Это был донос. Подробный и точный донос, в котором было воспроизведено буквально все, что я сказал во время ужина у советника фон Штудница. Закончив чтение, я в состоянии полной растерянности посмотрел на Виктора Александровича. Надо заметить, что лицо у него было не из приятных. Большие навыкате и близко сидящие карие глаза, крупный горбатый нос, большой рот с довольно тонкими губами, высокие скулы, кожа темного цвета с красноватым оттенком у скул. В общем, лицо восточное — быть может, турецкое или греческое, — и вполне свирепое. Взгляд тяжелый и проницательный, манера разговаривать — безапелляционная. Все это вместе взятое лично у меня вызывало резко отрицательное отношение, но все это в какой-то степени уравновешивалось одним: это был человек безусловно умный и интересный, человек, много знающий и много читающий; кстати, его великолепная библиотека в квартире на Большой Калужской улице[21]состояла почти целиком из произведений русских и советских писателей, запрещенных советской цензурой, изъятых таможней, но попавших к нему (в частности, там были превосходный двухтомник Ахматовой, воспоминания Нины Берберовой да и многое другое).
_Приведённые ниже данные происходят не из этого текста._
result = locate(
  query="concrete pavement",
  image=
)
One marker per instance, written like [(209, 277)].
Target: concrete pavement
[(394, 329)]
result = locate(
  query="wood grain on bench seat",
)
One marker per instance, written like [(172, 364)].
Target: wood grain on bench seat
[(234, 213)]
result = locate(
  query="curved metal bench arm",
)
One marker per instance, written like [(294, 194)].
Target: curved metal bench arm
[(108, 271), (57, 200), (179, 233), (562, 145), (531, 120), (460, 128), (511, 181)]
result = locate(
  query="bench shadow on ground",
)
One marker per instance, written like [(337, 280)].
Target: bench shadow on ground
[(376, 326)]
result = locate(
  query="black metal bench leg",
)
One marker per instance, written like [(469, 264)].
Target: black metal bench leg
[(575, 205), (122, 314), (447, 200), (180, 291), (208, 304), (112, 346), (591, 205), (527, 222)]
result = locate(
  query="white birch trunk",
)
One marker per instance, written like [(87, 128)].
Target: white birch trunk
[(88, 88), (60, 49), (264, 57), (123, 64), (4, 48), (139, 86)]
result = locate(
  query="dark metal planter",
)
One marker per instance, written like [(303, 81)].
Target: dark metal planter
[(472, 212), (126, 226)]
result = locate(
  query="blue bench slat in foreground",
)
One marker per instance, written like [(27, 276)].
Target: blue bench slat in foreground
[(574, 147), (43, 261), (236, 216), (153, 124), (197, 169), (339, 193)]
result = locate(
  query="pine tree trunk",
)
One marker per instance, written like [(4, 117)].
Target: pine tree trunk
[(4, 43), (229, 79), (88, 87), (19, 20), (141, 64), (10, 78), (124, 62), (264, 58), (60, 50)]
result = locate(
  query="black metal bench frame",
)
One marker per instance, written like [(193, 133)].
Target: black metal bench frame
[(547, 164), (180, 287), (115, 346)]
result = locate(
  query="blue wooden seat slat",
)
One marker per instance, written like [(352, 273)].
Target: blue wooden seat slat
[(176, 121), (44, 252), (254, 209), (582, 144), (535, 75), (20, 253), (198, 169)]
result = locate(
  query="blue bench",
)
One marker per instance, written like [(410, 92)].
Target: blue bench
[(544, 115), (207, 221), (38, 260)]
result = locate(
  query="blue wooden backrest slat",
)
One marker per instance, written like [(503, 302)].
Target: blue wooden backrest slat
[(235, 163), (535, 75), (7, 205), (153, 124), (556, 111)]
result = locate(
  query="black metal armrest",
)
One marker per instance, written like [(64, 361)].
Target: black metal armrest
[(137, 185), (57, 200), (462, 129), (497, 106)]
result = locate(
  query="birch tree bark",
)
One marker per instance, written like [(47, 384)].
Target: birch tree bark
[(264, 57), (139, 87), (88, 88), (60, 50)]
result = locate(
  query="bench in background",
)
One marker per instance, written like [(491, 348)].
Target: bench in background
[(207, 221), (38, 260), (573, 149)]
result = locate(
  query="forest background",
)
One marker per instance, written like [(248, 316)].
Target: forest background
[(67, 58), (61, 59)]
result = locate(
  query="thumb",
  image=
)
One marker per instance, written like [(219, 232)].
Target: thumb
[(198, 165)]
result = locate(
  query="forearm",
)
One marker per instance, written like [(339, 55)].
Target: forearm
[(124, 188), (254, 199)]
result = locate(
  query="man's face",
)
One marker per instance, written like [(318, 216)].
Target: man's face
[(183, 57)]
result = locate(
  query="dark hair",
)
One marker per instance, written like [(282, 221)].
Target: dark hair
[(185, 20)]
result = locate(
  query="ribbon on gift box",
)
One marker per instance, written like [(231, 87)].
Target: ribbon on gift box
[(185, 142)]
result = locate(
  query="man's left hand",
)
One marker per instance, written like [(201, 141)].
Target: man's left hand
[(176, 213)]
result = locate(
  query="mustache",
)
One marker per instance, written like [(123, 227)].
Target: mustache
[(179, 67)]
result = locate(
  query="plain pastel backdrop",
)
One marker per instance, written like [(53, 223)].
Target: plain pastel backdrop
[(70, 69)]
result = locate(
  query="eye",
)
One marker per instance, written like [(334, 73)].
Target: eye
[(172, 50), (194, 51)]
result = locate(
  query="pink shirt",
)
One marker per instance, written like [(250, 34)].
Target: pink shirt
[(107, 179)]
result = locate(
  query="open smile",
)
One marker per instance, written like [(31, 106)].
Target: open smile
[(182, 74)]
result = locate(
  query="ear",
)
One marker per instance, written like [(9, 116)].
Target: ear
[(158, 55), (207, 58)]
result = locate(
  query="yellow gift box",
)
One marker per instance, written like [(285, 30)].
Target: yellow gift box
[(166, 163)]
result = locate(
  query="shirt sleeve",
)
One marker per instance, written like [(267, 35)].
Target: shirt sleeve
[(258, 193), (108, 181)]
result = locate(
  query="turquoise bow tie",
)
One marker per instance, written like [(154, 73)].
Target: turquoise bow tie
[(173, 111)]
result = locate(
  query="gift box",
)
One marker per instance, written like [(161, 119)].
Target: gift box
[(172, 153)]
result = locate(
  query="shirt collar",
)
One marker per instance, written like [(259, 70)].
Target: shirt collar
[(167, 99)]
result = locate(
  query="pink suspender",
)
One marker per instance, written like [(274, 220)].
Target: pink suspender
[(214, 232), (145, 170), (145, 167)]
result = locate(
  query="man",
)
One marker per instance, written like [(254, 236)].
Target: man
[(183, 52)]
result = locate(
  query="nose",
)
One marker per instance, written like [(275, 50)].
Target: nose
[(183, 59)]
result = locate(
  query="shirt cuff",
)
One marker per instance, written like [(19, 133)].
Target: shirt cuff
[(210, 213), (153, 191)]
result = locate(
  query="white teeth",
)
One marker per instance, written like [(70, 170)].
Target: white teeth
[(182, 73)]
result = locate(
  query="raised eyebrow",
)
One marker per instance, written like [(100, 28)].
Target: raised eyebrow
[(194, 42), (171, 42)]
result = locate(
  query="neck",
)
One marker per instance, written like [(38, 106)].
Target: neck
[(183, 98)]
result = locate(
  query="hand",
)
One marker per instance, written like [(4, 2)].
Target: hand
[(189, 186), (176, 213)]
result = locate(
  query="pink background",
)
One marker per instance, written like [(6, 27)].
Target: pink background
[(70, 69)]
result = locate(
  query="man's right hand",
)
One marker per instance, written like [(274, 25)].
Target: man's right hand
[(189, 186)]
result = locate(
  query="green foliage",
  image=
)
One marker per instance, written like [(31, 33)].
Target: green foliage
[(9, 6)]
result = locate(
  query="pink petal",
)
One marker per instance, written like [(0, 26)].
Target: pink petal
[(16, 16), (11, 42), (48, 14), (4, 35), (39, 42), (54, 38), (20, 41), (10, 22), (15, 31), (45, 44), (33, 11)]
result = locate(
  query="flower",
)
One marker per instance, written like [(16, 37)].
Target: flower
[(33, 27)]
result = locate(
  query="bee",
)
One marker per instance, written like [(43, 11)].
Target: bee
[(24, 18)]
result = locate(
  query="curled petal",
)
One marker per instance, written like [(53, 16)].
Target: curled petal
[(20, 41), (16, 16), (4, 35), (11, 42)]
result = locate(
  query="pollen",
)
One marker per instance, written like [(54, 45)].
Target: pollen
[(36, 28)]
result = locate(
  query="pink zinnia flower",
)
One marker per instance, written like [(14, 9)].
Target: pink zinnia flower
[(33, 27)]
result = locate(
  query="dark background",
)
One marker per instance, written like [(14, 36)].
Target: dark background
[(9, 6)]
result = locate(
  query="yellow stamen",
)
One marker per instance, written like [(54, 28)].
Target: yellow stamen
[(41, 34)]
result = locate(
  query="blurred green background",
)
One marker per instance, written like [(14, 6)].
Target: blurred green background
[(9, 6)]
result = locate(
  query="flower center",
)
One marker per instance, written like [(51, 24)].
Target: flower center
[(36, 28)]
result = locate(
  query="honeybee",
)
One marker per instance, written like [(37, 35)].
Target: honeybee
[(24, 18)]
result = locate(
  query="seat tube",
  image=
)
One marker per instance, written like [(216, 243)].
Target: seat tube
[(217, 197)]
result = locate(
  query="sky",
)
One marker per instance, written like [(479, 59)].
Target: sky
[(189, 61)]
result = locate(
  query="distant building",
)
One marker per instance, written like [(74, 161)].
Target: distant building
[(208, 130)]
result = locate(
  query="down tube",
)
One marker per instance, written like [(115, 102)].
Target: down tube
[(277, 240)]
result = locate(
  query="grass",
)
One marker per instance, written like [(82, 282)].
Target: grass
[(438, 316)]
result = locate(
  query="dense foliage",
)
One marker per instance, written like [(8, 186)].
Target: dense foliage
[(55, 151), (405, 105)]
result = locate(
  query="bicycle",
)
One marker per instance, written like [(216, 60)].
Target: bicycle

Так вот, лицо Виктора Александровича, когда я поднял глаза от доноса, выглядело ужасающе. Он улыбался, словно убийца, который сейчас спокойно и с удовольствием перережет глотку своей жертве, в глазах его читалось абсолютное презрение.
— Когда сообразишь, как мы это получили, я поверю, что ты умен, — сказал он. — Но это вряд ли произойдет, потому что из написанного следует, что ты дурак. Из написанного следует, что ты фазан, нет, публично распускающий хвост павлин, что ты готов раздеться догола перед кем угодно, как блядь, лишь бы тебя одарили своим вниманием. Думаешь, ты произвел на них впечатление своей болтовней? Да они презирают тебя, над тобой смеются, они удивлялись, насколько ты полон собой, какой ты индюк. Вот этот документ кладет конец твоей работе, твоей карьере, он означает для тебя тюрьму. Твое счастье, что я перехватил его и уговорил начальство не давать ему ход. Я сделал это, потому что твой отец — честный, порядочный человек, человек мужественный и принципиальный, который вернулся на родину, чтобы помогать нашему делу. На тебя мне плевать. Но мне твои родители дороги, я знаю, что они не переживут того, что могло бы с тобой случиться. Скажи им спасибо, что не сидишь, скажи им спасибо, что тебя не выгнали из партии, скажи им спасибо, что тебя не погнали с работы. А теперь поешь и подумай о том, кто ты есть. И запомни: твои «друзья» и КГБ, которым ты отказал в сотрудничестве, хотели снять с тебя голову за это, — он показал пальцем на бумаги, которые я все еще держал в руке. — Давай сюда… Головы они не получат. Но тебе все равно придется дорого заплатить за все это…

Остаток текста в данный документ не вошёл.